Rosalie’s mother did everything in the house
and she was always doing something in the house—for
somebody else. She never rested and she was always
worried. Her brows were always wrinkled with
the feverish concentration of one anxiously doing one
thing while anxiously thinking of another thing waiting
to be done. She had a driven and a hunted look.
Now Rosalie’s father had a driving and a hunting
look.
Rosalie’s father in his youth threw away everything.
Rosalie’s mother throughout the whole of her
life gave away everything.
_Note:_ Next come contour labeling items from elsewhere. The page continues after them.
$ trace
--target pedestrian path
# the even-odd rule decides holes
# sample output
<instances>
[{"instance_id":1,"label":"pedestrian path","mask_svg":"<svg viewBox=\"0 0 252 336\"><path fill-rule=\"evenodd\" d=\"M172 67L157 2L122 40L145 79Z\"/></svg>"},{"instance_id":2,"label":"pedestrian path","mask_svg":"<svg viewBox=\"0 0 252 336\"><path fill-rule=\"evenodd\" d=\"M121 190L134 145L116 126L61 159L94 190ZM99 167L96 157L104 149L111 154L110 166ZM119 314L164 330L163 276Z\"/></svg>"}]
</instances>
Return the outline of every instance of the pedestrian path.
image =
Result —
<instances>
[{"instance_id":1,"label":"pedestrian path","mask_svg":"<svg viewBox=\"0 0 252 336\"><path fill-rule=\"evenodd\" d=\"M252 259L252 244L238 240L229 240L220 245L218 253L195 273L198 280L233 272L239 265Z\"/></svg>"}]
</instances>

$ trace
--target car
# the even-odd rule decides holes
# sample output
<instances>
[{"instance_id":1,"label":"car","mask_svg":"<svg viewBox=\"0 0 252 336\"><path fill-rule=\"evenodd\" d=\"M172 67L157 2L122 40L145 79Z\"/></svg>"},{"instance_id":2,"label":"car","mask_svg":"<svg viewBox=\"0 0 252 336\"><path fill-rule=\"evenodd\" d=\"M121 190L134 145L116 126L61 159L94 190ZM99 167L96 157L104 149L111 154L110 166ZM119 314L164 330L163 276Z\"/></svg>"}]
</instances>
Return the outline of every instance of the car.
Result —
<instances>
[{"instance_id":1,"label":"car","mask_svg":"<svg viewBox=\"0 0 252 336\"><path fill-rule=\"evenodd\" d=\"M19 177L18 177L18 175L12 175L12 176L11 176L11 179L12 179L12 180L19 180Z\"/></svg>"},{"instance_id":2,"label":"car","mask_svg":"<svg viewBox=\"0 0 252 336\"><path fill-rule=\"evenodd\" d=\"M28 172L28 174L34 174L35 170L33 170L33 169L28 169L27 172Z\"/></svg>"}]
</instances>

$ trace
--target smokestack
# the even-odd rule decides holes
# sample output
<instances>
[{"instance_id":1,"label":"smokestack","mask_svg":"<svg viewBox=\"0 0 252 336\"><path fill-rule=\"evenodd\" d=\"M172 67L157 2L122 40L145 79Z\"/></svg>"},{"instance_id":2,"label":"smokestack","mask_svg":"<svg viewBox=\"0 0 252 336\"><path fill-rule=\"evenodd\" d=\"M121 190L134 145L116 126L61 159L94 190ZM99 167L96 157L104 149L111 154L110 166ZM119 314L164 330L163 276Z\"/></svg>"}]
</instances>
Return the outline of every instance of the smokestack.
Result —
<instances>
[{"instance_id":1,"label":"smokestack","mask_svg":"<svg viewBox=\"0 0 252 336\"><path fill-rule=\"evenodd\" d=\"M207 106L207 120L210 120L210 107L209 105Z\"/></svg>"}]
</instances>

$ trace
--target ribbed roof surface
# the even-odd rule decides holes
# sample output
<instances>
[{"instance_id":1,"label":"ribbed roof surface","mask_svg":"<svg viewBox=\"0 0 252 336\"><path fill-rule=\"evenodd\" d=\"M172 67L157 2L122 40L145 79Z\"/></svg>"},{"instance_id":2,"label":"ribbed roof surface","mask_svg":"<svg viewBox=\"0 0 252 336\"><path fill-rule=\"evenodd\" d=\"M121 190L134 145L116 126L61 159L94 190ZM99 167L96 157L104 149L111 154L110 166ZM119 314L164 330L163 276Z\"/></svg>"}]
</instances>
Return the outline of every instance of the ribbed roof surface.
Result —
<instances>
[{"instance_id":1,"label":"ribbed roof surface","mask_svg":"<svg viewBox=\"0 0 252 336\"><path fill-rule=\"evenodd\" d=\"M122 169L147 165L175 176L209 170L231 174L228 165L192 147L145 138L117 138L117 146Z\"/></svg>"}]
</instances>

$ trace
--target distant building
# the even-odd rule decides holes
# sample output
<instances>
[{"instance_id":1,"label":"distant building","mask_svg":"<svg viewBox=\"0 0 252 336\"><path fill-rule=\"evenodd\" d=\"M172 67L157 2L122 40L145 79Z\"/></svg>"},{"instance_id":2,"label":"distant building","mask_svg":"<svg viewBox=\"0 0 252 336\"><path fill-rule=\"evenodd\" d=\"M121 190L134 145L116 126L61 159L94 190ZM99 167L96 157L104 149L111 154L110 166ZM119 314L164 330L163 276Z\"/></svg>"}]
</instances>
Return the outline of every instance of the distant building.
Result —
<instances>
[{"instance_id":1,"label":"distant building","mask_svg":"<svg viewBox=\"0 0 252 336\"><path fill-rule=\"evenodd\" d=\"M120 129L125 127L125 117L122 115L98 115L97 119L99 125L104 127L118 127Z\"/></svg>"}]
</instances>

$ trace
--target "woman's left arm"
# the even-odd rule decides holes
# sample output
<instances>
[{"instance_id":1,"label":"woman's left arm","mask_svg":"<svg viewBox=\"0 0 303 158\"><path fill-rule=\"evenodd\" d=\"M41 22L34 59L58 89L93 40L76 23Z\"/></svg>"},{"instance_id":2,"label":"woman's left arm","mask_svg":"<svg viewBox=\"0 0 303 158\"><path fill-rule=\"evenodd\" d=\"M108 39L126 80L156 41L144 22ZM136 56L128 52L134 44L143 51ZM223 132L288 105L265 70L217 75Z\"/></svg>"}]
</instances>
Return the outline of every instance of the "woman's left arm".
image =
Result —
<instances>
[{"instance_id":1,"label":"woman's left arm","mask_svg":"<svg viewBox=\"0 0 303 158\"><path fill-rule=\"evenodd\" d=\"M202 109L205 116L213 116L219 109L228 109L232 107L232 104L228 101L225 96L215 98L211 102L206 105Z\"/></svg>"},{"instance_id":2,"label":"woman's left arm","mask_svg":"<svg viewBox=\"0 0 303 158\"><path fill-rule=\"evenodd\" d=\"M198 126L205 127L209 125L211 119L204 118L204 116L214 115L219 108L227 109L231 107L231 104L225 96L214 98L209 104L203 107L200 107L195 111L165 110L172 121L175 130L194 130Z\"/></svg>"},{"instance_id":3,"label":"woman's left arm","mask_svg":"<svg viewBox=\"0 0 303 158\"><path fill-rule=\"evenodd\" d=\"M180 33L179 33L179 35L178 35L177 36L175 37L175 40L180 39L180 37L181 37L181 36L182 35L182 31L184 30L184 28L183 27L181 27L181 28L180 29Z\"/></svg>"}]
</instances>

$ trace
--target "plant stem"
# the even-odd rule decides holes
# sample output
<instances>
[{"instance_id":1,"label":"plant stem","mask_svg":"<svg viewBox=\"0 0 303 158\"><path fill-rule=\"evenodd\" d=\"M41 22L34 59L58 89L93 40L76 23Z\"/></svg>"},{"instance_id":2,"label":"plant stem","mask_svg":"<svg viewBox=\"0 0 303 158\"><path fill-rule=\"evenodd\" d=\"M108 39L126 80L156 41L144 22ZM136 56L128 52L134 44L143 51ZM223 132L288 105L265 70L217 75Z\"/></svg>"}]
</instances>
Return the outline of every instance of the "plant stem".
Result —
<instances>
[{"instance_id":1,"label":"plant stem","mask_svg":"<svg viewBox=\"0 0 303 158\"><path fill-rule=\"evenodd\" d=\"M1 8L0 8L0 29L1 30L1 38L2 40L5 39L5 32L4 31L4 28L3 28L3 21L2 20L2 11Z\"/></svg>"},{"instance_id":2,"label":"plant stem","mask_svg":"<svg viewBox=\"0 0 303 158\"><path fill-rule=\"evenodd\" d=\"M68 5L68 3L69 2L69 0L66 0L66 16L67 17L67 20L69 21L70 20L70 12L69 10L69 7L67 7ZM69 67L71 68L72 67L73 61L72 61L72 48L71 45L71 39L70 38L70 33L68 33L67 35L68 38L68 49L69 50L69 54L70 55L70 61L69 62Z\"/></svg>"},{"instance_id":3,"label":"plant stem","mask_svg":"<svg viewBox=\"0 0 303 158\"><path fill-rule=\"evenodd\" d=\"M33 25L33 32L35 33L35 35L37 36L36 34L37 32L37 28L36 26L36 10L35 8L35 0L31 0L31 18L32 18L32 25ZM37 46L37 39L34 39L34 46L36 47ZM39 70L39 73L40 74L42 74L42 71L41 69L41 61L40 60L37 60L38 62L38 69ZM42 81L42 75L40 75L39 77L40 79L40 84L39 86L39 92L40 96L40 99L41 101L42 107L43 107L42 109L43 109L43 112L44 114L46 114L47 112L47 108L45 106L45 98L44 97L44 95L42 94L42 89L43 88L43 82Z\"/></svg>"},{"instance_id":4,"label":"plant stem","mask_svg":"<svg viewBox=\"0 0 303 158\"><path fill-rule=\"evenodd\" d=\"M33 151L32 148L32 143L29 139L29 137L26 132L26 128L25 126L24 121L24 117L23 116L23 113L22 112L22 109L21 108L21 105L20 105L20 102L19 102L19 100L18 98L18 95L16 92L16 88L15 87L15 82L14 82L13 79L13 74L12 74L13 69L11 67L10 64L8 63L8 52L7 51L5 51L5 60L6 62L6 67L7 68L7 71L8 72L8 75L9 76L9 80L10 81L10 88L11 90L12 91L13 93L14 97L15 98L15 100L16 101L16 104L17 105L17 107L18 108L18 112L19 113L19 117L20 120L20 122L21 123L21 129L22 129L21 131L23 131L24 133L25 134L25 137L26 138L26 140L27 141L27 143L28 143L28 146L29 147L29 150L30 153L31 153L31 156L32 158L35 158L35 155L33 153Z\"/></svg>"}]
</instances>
Rosalie’s father
was a tragic figure dwelling in a house of bondage;
but he was at least a tragic king, ruling his house
and venting his griefs upon his house. Rosalie’s
mother was a tragic figure and she was a tragic slave
in the house of bondage. The life of Rosalie’s
father was a tragedy, but a tragedy in some measure
relieved because he knew it was a tragedy and could
wave his arms and shout and smash things and hurl
beefsteaks through the air because of the tragedy
of it. But the life of Rosalie’s mother
was an infinitely deeper tragedy because she never
knew or suspected that it was a tragedy.
Still, that is so often the difference between the
tragedy of a woman and the tragedy of a man.
CHAPTER IV
The very great difference between her father and her
mother maintained in Rosalie that early perception
of the wondrousness of her father. She loved
her mother, but in the atmosphere surrounding her
mother there was often flurry and worry and there was
nothing whatever in her mother to mystify and entrance
by sudden and violent eruptions of the miraculous.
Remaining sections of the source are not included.